Globus retirement considerations in WLCG
Introduction
In the WLCG Management Board meeting of March 17, 2020, there was a discussion
about a possible retirement timeline for the remaining WLCG dependencies on Globus:
Prompted by the plans and timelines that already exist in OSG:
For WLCG, removing the dependency on GridFTP is being tackled in the TPC WG
of the DOMA project:
Currently, GridFTP is also being used for job submissions to CREAM instances,
which have almost all been decommissioned by now, and ARC CE instances,
which already support HTTPS as an alternative.
While it looks viable for WLCG not to depend on GridFTP by the end of 2021,
can we actually remove Globus as a build dependency from the various storage
service implementations (see below) that currently make use of it?
Also taking into account that other communities may be unable to replace
X509 certificates with tokens as "quickly" as WLCG hopes to do, implying
there may need to remain code in the affected implementations that is able
to deal with X509 somehow.

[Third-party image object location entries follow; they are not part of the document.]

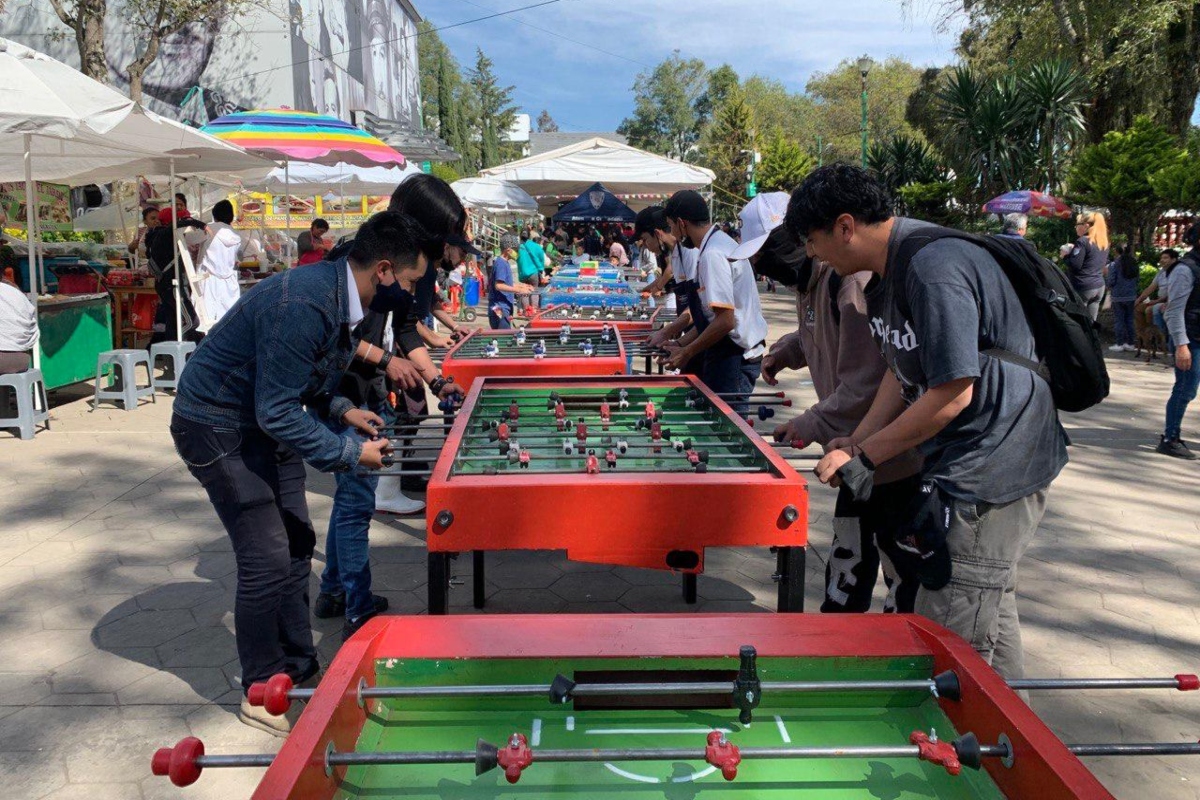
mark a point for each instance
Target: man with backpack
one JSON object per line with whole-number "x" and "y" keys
{"x": 1183, "y": 323}
{"x": 957, "y": 328}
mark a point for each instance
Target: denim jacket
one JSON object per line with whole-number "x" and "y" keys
{"x": 282, "y": 347}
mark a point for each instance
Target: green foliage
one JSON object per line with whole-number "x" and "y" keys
{"x": 496, "y": 110}
{"x": 1117, "y": 174}
{"x": 784, "y": 166}
{"x": 445, "y": 172}
{"x": 838, "y": 100}
{"x": 666, "y": 118}
{"x": 1011, "y": 132}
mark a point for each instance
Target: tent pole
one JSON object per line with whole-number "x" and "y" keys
{"x": 287, "y": 210}
{"x": 174, "y": 240}
{"x": 31, "y": 239}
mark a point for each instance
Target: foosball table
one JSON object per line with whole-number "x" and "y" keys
{"x": 663, "y": 707}
{"x": 546, "y": 464}
{"x": 567, "y": 352}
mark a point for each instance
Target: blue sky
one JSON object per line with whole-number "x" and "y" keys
{"x": 550, "y": 53}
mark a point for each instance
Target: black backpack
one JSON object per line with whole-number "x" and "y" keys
{"x": 1071, "y": 358}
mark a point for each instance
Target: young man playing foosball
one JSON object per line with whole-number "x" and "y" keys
{"x": 240, "y": 425}
{"x": 729, "y": 331}
{"x": 952, "y": 328}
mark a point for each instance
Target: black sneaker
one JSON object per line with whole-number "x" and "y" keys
{"x": 1175, "y": 449}
{"x": 353, "y": 625}
{"x": 330, "y": 606}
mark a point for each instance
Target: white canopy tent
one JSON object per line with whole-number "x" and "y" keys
{"x": 493, "y": 196}
{"x": 65, "y": 127}
{"x": 624, "y": 170}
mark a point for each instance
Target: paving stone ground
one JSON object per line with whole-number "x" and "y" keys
{"x": 117, "y": 591}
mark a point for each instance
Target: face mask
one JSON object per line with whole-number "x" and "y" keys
{"x": 390, "y": 298}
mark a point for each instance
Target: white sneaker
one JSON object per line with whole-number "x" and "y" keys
{"x": 390, "y": 500}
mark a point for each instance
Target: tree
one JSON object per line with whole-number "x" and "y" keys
{"x": 87, "y": 19}
{"x": 1140, "y": 58}
{"x": 838, "y": 102}
{"x": 156, "y": 19}
{"x": 730, "y": 143}
{"x": 546, "y": 122}
{"x": 665, "y": 116}
{"x": 496, "y": 113}
{"x": 785, "y": 164}
{"x": 1120, "y": 173}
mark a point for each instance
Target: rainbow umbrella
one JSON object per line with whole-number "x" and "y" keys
{"x": 1037, "y": 204}
{"x": 303, "y": 136}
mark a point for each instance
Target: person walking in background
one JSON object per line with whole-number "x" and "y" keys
{"x": 312, "y": 242}
{"x": 501, "y": 290}
{"x": 1183, "y": 323}
{"x": 1087, "y": 258}
{"x": 1121, "y": 277}
{"x": 1015, "y": 226}
{"x": 219, "y": 266}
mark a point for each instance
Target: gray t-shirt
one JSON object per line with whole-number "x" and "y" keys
{"x": 1008, "y": 443}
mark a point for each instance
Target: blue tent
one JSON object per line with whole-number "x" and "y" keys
{"x": 598, "y": 204}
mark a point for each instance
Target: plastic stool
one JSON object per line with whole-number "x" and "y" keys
{"x": 31, "y": 405}
{"x": 129, "y": 392}
{"x": 178, "y": 353}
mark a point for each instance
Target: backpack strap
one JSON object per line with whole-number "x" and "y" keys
{"x": 917, "y": 241}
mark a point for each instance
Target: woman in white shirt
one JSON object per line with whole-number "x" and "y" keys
{"x": 219, "y": 266}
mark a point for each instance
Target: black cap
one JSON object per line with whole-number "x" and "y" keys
{"x": 462, "y": 242}
{"x": 688, "y": 205}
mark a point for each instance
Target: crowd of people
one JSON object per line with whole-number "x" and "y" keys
{"x": 936, "y": 413}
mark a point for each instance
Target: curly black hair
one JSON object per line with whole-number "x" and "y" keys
{"x": 833, "y": 191}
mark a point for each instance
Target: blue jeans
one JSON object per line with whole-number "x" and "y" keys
{"x": 727, "y": 373}
{"x": 1122, "y": 320}
{"x": 347, "y": 552}
{"x": 1185, "y": 391}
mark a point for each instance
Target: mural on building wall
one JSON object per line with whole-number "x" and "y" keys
{"x": 341, "y": 54}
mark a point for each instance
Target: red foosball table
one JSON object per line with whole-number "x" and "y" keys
{"x": 543, "y": 353}
{"x": 643, "y": 471}
{"x": 647, "y": 707}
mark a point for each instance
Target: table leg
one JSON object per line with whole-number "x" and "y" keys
{"x": 439, "y": 583}
{"x": 790, "y": 573}
{"x": 478, "y": 577}
{"x": 689, "y": 588}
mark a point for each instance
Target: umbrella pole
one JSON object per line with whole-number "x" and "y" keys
{"x": 31, "y": 239}
{"x": 174, "y": 239}
{"x": 287, "y": 210}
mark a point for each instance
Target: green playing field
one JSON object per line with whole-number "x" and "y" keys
{"x": 703, "y": 429}
{"x": 783, "y": 720}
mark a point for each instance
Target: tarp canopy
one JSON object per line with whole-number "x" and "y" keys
{"x": 337, "y": 179}
{"x": 623, "y": 169}
{"x": 493, "y": 196}
{"x": 597, "y": 204}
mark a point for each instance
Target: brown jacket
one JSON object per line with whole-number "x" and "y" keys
{"x": 844, "y": 361}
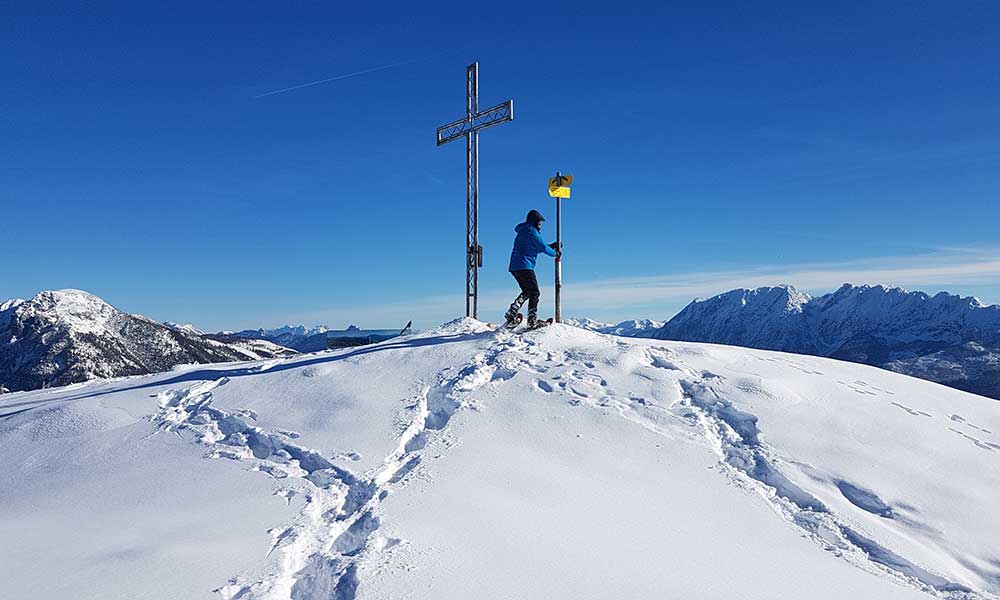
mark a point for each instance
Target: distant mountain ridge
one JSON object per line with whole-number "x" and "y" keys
{"x": 946, "y": 338}
{"x": 630, "y": 328}
{"x": 68, "y": 336}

Such code may depend on Globus GSI today.
Furthermore, the transitional X509 + VOMS support in the
new WLCG AAI
(for services or workflows that do not support WLCG tokens yet)
may rely on the
RCauth online CA
, which makes use of a
MyProxy server to communicate with its HSM.

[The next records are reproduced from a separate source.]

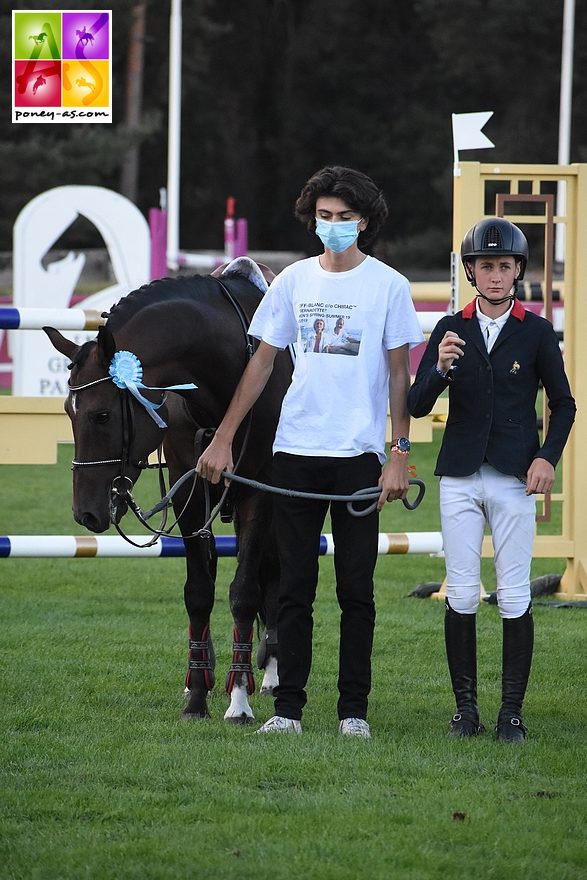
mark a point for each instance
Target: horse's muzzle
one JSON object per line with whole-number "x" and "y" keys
{"x": 119, "y": 497}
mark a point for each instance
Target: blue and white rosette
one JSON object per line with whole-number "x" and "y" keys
{"x": 127, "y": 371}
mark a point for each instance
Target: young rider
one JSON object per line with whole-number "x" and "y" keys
{"x": 492, "y": 356}
{"x": 331, "y": 433}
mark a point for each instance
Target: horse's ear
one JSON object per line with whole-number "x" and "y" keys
{"x": 106, "y": 345}
{"x": 63, "y": 345}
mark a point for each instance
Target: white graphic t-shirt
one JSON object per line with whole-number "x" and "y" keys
{"x": 343, "y": 324}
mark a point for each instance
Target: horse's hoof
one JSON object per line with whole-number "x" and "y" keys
{"x": 243, "y": 718}
{"x": 198, "y": 716}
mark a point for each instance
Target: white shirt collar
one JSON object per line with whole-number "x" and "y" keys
{"x": 485, "y": 321}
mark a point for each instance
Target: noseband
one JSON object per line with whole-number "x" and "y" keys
{"x": 127, "y": 432}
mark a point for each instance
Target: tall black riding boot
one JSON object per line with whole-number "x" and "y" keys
{"x": 460, "y": 635}
{"x": 518, "y": 644}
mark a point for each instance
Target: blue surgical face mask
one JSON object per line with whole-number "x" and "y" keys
{"x": 339, "y": 236}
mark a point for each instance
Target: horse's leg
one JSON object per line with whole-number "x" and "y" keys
{"x": 199, "y": 599}
{"x": 252, "y": 523}
{"x": 201, "y": 559}
{"x": 269, "y": 584}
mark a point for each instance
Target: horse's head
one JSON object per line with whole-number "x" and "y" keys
{"x": 113, "y": 433}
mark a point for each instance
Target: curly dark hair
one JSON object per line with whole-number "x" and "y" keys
{"x": 356, "y": 189}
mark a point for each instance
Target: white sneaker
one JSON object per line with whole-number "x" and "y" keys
{"x": 281, "y": 725}
{"x": 355, "y": 727}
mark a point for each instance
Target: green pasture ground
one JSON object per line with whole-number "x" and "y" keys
{"x": 101, "y": 779}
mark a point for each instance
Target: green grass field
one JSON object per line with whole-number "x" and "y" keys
{"x": 101, "y": 779}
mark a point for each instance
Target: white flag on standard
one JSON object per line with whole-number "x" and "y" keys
{"x": 466, "y": 131}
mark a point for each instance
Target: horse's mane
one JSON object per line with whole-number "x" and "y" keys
{"x": 163, "y": 289}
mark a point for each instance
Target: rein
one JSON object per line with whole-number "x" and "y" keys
{"x": 360, "y": 495}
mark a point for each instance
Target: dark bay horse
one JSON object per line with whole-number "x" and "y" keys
{"x": 183, "y": 330}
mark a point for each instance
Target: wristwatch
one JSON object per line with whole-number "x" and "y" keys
{"x": 401, "y": 445}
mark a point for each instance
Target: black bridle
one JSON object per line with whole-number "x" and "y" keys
{"x": 121, "y": 486}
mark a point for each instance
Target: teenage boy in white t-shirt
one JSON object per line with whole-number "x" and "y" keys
{"x": 331, "y": 433}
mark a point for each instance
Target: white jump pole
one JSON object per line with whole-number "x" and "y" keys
{"x": 110, "y": 546}
{"x": 90, "y": 319}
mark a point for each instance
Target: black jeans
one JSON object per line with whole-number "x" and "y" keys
{"x": 299, "y": 525}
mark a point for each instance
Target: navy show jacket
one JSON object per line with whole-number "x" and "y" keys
{"x": 492, "y": 396}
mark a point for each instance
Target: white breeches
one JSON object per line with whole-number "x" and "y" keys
{"x": 467, "y": 505}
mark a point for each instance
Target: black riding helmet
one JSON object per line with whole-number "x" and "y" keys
{"x": 494, "y": 235}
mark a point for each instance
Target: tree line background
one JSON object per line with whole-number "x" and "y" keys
{"x": 272, "y": 90}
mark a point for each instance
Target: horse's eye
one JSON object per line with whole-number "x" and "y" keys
{"x": 100, "y": 418}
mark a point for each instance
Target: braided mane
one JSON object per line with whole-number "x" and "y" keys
{"x": 164, "y": 289}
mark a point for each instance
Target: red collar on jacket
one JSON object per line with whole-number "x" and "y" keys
{"x": 518, "y": 310}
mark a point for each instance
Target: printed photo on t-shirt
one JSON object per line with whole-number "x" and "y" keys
{"x": 329, "y": 328}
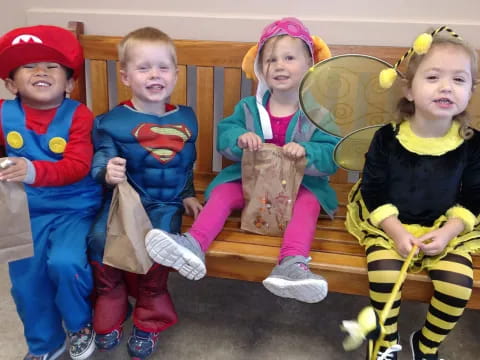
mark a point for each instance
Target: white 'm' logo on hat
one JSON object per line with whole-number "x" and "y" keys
{"x": 26, "y": 38}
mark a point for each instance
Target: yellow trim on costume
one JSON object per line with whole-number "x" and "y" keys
{"x": 382, "y": 212}
{"x": 435, "y": 146}
{"x": 459, "y": 212}
{"x": 15, "y": 139}
{"x": 57, "y": 145}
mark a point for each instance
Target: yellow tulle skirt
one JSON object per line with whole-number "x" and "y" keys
{"x": 358, "y": 225}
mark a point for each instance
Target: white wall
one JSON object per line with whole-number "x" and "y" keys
{"x": 372, "y": 22}
{"x": 376, "y": 22}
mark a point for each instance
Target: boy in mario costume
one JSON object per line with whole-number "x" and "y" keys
{"x": 47, "y": 137}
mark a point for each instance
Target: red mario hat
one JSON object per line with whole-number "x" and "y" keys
{"x": 41, "y": 43}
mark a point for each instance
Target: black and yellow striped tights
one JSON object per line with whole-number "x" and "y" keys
{"x": 452, "y": 279}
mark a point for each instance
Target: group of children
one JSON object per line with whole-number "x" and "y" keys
{"x": 420, "y": 185}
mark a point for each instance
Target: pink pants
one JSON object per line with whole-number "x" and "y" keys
{"x": 227, "y": 197}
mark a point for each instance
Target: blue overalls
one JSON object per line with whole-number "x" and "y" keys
{"x": 53, "y": 285}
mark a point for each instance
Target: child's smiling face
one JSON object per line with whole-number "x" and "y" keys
{"x": 284, "y": 62}
{"x": 442, "y": 85}
{"x": 40, "y": 85}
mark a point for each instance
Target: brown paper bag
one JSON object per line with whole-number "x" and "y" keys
{"x": 127, "y": 225}
{"x": 15, "y": 232}
{"x": 270, "y": 184}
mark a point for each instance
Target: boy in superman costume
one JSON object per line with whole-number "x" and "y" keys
{"x": 151, "y": 144}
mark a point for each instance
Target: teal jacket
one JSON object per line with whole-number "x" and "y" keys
{"x": 318, "y": 145}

More on GSI: besides its use in conjunction with GridFTP and SRM,
WLCG already has a critical dependency on it through MyProxy. For as long
as we need the latter, it may not be a big deal to support GSI in addition,
though in theory, MyProxy could be made independent of it.
Another very important dependency on GSI comes through GSI-OpenSSH,
which is used by VOBOX instances to give login access to privileged members
of supported VOs.
WG for Transition to Tokens and Globus Retirement
The
WG for Transition to Tokens and Globus Retirement
has been mandated to coordinate the many parties involved in the transition from X509 to
WLCG tokens and the gradual phaseout of dependencies on Globus.
Current support
The remaining relevant parts of Globus and a few related products are currently
being maintained by the
Grid Community Forum
,
with contributions from several partners:
- EGI, particularly NIKHEF
- OSG, particularly U Wisconsin-Madison for builds and releases
- NorduGrid, particularly Uppsala
- HPC Center Stuttgart
- ...
Currently supported components:
- GSI
- To deal with X509 in many products
- A critical dependency of the other components
- GridFTP
- Currently the protocol is the main workhorse for data transfers
- The DOMA TPC WG foresees to have it replaced by WebDAV in the course of 2021
- Also used for job submissions to ARC (and CREAM)
- MyProxy
- The standard solution for storing long-lived proxies
- GSI-OpenSSH
- SSH extension supporting X509 proxies for authentication
- Critical for access to WLCG VOBOX instances
- UberFTP
- A handy GridFTP client tool
- In WLCG only used via CREAM, as far as we know
Development aspects
Most of the code is essentially stable. Some fixes may be needed for bugs
that e.g. may be encountered on CentOS 8. The biggest concern
probably was the postponed support for
TLS v1.3
, which has become
available since 3 September 2021. However, if we were forced to start
using that version, further debugging effort might be required from experts
in GSI code and/or other MW involved.
Products that are not affected
- dCache
- XRootD
- EOS
- Echo
- StoRM (webdav/https globus independent)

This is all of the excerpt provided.